What is the proper Christian condolence to a Muslim co-worker?
Your question is a common one, especially because the Muslim is just one type of the unbelieving persons whom Christians know, work with, and befriend. Christians struggle to know what to say to an unbelieving friend who mourns the death of a loved one precisely because their mourning occurs on the other side of the line between our belief and their unbelief.
We can best answer your question by turning to the primary passage in the Bible to comfort Christians in the face of death, 1 Thessalonians 4:13-18:
But we don't want you to be ignorant, brothers, concerning those who have fallen asleep, so that you don't grieve like the rest, who have no hope. For if we believe that Jesus died and rose again, even so those who have fallen asleep in Jesus will God bring with him. For this we tell you by the word of the Lord, that we who are alive, who are left to the coming of the Lord, will in no way precede those who have fallen asleep. For the Lord himself will descend from heaven with a shout, with the voice of the archangel, and with God's trumpet. The dead in Christ will rise first, then we who are alive, who are left, will be caught up together with them in the clouds, to meet the Lord in the air. So we will be with the Lord forever. Therefore comfort one another with these words.
Our comfort when loved ones who belong to Christ die is the resurrection of the dead. That is, our separation from them is only for a time, and death will hold them, and us, only for a brief while. All our pain and sorrow will be resolved, ultimately, in the glorious return of Jesus our Savior. All of us will spend all eternity in resurrection bodies, like his, worshiping him with one another. Note carefully that the Apostle Paul does not tell Christians they should not grieve; rather, 1 Thessalonians 4:13 makes clear that we are to grieve with hope, that is, being comforted with the good news of the resurrection and the assurance that our grief is a temporary condition.
Of course, our possession of comfort is contrasted with "the rest," who must grieve without hope. This is because they have no Christian hope of the resurrection for themselves and thus cannot take comfort in any glorious reunion with loved ones at the Second Coming of Christ. This is the point at which many Christians stumble. What condolences can we offer to those whom the Bible specifically says are without hope?
We certainly must not offer any false hope; we cannot tell unbelievers, for example, that they will see their loved ones again in glory, for that would be a lie. However, we can—in fact, I believe we must if ours is to be a truly Biblical faith—sympathize and empathize with their grief. For as Christians we affirm the reality of death and its horrific grip on all mankind. We not only acknowledge this fact, we embrace it, for it, along with the genuine reality of sin, makes sense of the Cross of Christ. God's sympathy for human pain and suffering in the omnipresent face of death is the very reason for the Gospel: "Since then the children have shared in flesh and blood, he [Christ] also himself in like manner partook of the same, that through death he might bring to nothing him who had the power of death, that is, the devil, and might deliver all of them who through fear of death were all their lifetime subject to bondage." (Hebrews 2:14-15)

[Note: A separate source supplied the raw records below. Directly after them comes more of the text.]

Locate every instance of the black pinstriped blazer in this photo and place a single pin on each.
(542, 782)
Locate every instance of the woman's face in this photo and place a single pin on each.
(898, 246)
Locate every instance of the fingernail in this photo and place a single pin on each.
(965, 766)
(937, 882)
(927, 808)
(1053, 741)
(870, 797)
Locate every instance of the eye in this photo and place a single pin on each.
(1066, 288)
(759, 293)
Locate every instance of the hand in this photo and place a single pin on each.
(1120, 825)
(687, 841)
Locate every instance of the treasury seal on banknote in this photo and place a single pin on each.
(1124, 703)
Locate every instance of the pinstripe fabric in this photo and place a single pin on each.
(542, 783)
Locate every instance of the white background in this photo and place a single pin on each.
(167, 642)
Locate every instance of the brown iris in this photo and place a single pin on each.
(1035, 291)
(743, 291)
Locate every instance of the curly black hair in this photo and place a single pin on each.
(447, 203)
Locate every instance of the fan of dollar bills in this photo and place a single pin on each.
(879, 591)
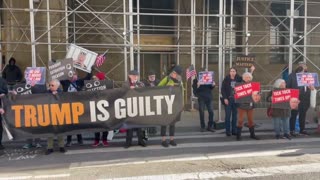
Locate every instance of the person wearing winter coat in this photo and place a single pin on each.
(304, 97)
(246, 108)
(227, 92)
(280, 116)
(12, 73)
(205, 99)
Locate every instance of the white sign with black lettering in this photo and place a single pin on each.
(22, 88)
(62, 69)
(92, 85)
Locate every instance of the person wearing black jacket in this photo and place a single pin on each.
(74, 85)
(227, 92)
(3, 92)
(204, 94)
(133, 83)
(304, 97)
(12, 73)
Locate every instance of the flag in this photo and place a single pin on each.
(190, 72)
(100, 60)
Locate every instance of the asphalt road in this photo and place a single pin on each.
(198, 156)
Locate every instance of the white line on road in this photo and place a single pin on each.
(84, 165)
(193, 145)
(239, 173)
(35, 177)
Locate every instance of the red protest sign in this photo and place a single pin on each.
(282, 97)
(247, 93)
(247, 89)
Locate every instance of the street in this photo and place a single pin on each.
(198, 155)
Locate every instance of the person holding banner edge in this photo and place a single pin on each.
(133, 83)
(304, 97)
(227, 99)
(3, 92)
(280, 116)
(97, 77)
(74, 84)
(174, 79)
(54, 90)
(247, 108)
(204, 94)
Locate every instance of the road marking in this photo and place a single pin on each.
(97, 164)
(51, 176)
(15, 177)
(192, 145)
(36, 177)
(238, 173)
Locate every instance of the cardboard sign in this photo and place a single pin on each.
(245, 61)
(35, 75)
(92, 85)
(206, 77)
(281, 98)
(22, 89)
(83, 59)
(307, 79)
(61, 70)
(247, 92)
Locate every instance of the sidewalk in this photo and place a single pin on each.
(190, 123)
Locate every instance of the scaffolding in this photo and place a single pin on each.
(277, 32)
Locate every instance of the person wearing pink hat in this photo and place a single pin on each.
(100, 76)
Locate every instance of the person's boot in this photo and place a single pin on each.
(252, 134)
(239, 133)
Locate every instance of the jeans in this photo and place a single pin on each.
(278, 121)
(79, 137)
(129, 135)
(104, 136)
(302, 111)
(249, 113)
(1, 131)
(231, 110)
(171, 130)
(60, 142)
(208, 103)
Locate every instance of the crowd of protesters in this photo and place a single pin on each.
(284, 120)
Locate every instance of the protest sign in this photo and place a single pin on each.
(245, 61)
(247, 92)
(307, 79)
(22, 88)
(35, 75)
(46, 115)
(93, 85)
(281, 98)
(206, 77)
(61, 70)
(83, 59)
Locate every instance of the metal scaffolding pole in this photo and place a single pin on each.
(131, 34)
(203, 31)
(305, 29)
(231, 34)
(138, 36)
(49, 32)
(247, 28)
(291, 35)
(125, 41)
(66, 22)
(220, 54)
(224, 39)
(193, 55)
(32, 35)
(208, 32)
(178, 33)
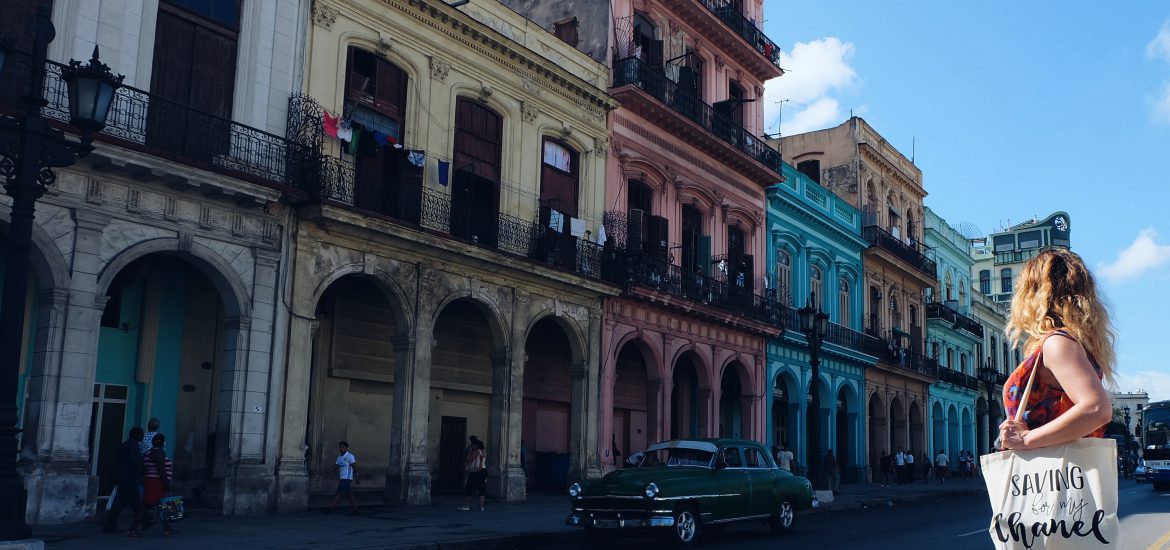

The proper Christian condolence to a Muslim, or to any other non-Christian, is to tell him or her that you know his or her pain is real and that your own conviction is that by his incarnation the Son of God testifies to all mankind that he dispels the fear and pain of death through his person and work. This, after all, was the message of the angel outside Bethlehem two thousand years ago: "Don't be afraid, for behold, I bring you good news of great joy which will be to all the people. For there is born to you, this day, in the city of David, a Savior, who is Christ the Lord" (Luke 2:10-11). It may be, by God's grace, that the Spirit chooses to use your testimony to the compassion of God in the gospel and your understanding of the person's grief as a means to convince that him or her that the only true comfort regarding death is the Gospel of Jesus Christ.